According to the BBC, American law enforcement officials have discovered a hidden drug tunnel running between a defunct and abandoned Kentucky Fried Chicken restaurant in San Luis, Arizona, to a private residential bedroom in San Luis Rio Colorado, Mexico.
The passageway, which measured approximately 600 feet in length, was uncovered in the basement of the old quick-service establishment following a traffic stop in which its owner was found with large quantities of hard drugs. The tunnel ran across the border partitioning the United States from Mexico, terminating at the other end in a secret trap door beneath a homeowner’s bed.
Authorities found the tunnel last week and have arrested the owner of the KFC in question following a routine traffic stop involving the primary suspect, Ivan Lopez.
After having been pulled over for the traffic stop, police on scene searched Lopez’s vehicle and were astonished to find a very large quantity of serious narcotics. Two containers of hard drugs were found contained within the conveyance in Lopez’s possession, bearing an estimated street value of over $1 million.
Police investigators claim that the containers found inside of Lopez’s vehicle produced 118 kilograms of methamphetamine, 19 kilograms of heroin, 3 kilograms of fentanyl, and 6 kilograms of cocaine.
Following the rather illuminating traffic stop, law enforcement officials proceeded to subject Lopez’s real estate holdings to an extensive physical search, including his home and the shuttered KFC restaurant he was responsible for in the city of San Luis.
It was there, in the kitchen of the old chicken restaurant, that they discovered one side of the portal that would lead them into the drug-running tunnel connecting the two neighboring countries.
The tunnel was found to measure approximately 22 feet deep, 5 feet tall, and 3 feet wide and was flanked by reinforcing boards and stonework. The drugs being smuggled through the tunnel are believed to have been hauled through with a rope.
Though unusual in its placement, this is not the first discovery of illicit drug tunnels connecting the bordering nations, beneath the scrutinizing eye of law enforcement.
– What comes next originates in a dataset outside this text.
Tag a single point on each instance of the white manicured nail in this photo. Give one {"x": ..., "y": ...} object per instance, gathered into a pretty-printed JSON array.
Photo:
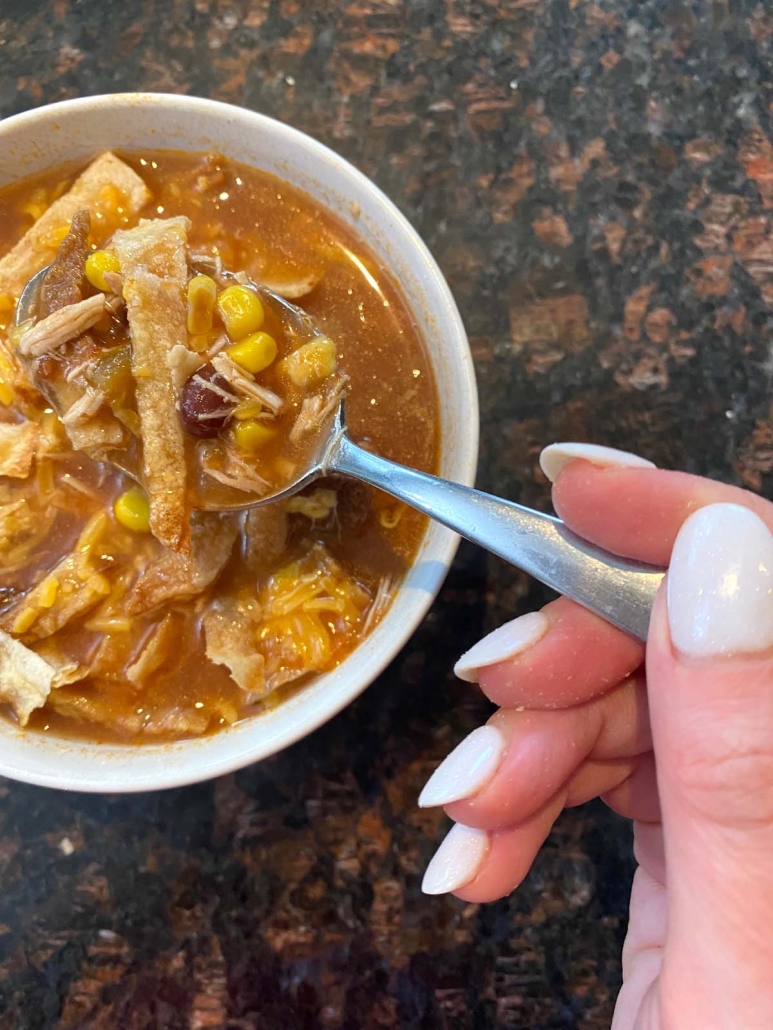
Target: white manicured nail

Just two years prior, a tunnel 2,600 feet in length was found by police in San Diego, California.
Authorities said of that tunnel that it was one of the longest ever discovered, employed in the pursuit of transporting an unprecedented cache of cannabis and cocaine.
In the month of July, United States Customs and Border Patrol was responsible for seizing over 10 kilograms of cocaine, 15 kilograms of heroin, 327 kilograms of methamphetamine, and a whopping 1,900 kilograms of cannabis at border checkpoints.